I prepped for 4 people. I started dicing the basil (about 10 leaves). Then I peeled and chopped the cucumbers. I cut the cucumbers into halves once I sliced them. This was tedious; cherry tomatoes (2 cups) were each cut in half (watch your fingers-you’ve been warned!) Mini bell peppers were cut and diced. I used 10. The red onion was cut into 1/4 and used. I diced the onion. Then I opened up the small little jar of cut olives and tossed the whole dang thing in. I cut a lemon in half and I used my little net guard to protect my dish from catching lemon seeds. (Love this thing. You can get it at the dollar store.)Next, I added some apple cider vinegar to the whole dish. Don’t just dump it on. Drizzle it on because it will fall to the bottom anyway and if you drown your veggies in it, it will be soggy and gross. Add a dash of the himalayan salt.
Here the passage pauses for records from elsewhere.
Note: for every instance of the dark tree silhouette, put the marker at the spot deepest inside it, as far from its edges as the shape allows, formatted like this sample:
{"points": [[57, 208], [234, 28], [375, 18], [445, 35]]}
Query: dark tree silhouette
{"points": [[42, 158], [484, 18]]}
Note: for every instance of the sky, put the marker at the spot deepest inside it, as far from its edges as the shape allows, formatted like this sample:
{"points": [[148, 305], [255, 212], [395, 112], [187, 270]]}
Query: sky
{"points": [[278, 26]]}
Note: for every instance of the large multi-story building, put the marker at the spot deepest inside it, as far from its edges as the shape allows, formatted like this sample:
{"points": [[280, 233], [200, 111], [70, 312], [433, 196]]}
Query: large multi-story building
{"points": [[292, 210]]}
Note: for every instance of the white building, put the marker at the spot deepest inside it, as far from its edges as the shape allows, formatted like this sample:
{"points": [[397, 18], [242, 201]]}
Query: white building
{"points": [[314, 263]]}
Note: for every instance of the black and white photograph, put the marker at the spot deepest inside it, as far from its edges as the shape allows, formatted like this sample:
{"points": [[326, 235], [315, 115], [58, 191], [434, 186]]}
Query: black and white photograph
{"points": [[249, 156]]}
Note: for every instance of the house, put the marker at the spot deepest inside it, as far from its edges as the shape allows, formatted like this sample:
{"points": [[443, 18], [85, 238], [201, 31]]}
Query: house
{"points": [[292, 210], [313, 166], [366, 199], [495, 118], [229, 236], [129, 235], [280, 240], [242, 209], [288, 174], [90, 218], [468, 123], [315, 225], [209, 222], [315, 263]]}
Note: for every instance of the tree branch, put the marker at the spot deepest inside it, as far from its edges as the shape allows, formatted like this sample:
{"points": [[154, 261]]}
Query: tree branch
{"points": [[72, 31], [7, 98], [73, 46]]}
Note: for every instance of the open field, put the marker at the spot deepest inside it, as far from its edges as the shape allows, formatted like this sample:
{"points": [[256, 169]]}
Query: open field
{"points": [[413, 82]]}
In a separate container, prep the tuna salad. So simple. Get 2 cans of tuna. Use 1 large avocado or 2 small. Get out that granulated garlic powder shaker and shake shake shake….You can add a dash of himalayan salt to the tuna too or not. Once the tuna salad is made, dump it into the Israeli Salad. Mix everything together thoroughly. If you do NOT want any protein in this dish, keep it vegan without the tuna. The olives will lower the glycemic index. You might also opt to cube an avocado throughout the salad for an additional flavor.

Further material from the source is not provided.